Imported gnathostomiasis manifesting as cutaneous larva migrans and Löffler's syndrome

BMJ Case Rep. 2018 Feb 2:2018:bcr2017223132. doi: 10.1136/bcr-2017-223132.

Abstract

Here, we report an unusual case of invasive gnathostomiasis in a returning traveller, with a shifting pattern of relapsing cutaneous disease. The previously fit and well 32-year-old man first presented with serpiginous, pruriginous erythematous tracks characteristic of cutaneous larva migrans shortly after returning from South-East Asia. He was systemically well with no other symptoms. After ivermectin therapy, he re-presented with respiratory symptoms, peripheral eosinophilia and transient pulmonary infiltrates; the classic triad of Löffler's syndrome associated with invasive helminth infection.

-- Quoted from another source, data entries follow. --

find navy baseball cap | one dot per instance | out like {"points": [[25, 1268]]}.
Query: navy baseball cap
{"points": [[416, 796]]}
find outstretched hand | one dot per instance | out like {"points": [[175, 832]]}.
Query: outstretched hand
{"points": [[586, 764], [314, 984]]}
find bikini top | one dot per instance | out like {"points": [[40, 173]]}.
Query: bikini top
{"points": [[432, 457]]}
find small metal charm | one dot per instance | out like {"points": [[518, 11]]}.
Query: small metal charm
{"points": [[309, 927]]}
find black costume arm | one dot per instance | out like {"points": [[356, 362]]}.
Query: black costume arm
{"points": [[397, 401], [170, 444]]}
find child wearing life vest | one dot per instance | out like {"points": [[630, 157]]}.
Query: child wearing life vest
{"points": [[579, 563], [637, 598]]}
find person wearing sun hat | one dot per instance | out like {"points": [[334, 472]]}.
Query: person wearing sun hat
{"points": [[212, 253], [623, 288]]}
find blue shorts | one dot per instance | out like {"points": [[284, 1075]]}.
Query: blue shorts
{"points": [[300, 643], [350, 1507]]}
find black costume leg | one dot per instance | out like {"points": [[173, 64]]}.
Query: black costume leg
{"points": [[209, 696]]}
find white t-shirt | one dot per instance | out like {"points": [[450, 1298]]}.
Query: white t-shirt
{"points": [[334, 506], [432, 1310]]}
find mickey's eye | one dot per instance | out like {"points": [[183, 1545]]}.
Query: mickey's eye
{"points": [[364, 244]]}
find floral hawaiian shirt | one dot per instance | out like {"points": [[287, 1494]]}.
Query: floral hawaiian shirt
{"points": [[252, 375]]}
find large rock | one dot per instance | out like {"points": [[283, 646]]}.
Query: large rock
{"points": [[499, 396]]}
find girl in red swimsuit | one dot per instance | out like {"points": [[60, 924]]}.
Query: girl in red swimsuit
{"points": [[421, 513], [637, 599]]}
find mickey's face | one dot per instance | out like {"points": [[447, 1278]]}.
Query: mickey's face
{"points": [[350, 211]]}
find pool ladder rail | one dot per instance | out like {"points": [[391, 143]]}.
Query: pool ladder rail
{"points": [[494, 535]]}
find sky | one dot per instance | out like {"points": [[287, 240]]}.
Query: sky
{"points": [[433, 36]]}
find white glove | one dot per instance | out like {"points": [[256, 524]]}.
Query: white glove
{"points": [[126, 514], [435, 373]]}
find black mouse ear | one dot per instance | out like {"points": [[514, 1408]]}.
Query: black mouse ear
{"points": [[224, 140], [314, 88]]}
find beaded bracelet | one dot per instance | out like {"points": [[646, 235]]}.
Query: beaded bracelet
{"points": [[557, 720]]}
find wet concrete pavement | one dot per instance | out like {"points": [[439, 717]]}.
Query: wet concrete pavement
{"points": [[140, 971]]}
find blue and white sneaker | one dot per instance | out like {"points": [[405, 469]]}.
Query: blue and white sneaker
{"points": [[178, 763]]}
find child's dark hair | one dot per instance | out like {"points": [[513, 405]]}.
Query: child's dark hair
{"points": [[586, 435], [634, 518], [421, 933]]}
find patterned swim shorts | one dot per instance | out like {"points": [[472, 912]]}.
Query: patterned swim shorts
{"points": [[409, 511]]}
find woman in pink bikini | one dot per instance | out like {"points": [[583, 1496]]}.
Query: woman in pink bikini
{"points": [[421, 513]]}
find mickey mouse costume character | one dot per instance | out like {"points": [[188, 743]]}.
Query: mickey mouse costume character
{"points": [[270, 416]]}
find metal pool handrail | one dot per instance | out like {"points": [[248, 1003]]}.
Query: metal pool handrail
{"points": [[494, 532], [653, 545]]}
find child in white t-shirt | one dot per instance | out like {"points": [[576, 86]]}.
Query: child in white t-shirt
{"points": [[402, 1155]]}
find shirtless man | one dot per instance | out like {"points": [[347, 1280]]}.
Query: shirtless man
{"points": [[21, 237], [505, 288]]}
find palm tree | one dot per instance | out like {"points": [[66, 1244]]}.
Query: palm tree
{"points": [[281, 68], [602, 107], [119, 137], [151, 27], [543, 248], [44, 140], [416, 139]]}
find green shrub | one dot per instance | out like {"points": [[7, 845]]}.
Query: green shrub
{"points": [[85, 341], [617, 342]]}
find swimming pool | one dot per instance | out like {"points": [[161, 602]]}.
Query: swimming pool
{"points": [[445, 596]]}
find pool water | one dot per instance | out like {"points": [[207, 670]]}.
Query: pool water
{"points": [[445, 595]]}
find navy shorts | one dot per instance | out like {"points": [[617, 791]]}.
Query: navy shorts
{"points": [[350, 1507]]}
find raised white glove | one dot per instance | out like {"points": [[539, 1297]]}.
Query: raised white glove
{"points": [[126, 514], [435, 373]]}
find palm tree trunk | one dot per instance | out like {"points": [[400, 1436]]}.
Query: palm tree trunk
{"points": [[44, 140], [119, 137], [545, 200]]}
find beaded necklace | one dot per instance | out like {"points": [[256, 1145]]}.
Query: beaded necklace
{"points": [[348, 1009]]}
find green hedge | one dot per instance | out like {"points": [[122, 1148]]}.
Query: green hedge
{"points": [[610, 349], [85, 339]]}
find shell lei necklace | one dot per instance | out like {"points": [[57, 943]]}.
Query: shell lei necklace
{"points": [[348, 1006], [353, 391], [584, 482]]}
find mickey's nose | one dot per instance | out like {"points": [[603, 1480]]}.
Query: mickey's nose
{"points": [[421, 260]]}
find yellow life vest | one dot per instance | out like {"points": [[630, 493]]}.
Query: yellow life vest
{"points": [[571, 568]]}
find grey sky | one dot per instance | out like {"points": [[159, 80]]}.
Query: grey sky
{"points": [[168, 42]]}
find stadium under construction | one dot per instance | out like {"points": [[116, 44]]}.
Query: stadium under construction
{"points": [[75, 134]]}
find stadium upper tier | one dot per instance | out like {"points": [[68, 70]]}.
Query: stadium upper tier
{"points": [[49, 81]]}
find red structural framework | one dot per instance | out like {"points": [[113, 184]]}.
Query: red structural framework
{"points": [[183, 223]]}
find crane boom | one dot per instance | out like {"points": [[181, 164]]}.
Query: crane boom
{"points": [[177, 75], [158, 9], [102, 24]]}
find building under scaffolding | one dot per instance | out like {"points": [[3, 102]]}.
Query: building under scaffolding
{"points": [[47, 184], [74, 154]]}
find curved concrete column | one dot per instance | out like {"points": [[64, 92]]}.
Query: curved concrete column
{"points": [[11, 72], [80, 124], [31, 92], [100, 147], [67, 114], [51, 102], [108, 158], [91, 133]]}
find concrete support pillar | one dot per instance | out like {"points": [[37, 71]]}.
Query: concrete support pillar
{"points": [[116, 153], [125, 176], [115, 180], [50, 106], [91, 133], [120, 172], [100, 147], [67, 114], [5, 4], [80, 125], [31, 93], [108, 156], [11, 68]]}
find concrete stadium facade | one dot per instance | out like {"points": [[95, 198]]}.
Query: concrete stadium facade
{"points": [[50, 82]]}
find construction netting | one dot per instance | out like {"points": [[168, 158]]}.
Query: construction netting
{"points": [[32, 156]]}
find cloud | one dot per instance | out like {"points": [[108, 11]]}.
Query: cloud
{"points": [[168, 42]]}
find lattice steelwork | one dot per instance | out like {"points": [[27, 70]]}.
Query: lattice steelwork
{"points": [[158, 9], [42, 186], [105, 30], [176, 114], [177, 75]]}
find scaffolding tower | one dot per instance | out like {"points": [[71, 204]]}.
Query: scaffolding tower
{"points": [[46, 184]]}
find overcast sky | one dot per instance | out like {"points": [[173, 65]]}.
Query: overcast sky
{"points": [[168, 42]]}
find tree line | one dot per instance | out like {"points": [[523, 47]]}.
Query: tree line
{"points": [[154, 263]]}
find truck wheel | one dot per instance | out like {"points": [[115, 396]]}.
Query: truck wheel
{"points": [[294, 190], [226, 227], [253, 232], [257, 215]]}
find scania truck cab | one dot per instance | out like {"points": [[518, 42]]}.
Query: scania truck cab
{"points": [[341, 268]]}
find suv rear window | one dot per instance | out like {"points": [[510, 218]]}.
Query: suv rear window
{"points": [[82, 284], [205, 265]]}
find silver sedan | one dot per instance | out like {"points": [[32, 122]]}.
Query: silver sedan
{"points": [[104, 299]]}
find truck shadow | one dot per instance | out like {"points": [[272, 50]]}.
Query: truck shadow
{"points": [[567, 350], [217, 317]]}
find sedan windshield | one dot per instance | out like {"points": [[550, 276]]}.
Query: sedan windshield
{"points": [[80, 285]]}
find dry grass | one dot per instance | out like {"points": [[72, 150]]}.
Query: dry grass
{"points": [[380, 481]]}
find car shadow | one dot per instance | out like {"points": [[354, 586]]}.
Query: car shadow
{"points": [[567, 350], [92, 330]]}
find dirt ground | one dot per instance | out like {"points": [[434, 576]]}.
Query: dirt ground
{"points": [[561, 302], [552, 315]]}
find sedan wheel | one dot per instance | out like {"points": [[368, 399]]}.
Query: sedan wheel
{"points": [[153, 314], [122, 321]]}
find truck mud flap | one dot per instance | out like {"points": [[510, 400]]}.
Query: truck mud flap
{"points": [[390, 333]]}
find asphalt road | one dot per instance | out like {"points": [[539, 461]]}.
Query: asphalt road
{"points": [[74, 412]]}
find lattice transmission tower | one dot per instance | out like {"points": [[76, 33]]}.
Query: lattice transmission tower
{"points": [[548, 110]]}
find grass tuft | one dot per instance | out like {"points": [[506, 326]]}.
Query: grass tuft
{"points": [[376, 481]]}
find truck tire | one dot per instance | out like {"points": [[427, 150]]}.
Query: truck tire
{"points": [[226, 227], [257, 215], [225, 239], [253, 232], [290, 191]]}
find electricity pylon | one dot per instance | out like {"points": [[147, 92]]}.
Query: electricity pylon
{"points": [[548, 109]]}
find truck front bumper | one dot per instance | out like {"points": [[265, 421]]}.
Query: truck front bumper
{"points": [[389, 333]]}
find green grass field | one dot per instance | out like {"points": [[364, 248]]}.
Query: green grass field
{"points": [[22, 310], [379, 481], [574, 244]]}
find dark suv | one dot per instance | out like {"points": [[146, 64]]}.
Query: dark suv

Gnathostoma spinigerum immunoblot was positive. After a second round of ivermectin therapy his respiratory symptoms resolved, but the patient's cutaneous disease relapsed repeatedly over months, with migratory erythematous swellings appearing and settling after a few days. He was treated with a 21-day course of albendazole and is lesion free at 40 weeks post initial presentation.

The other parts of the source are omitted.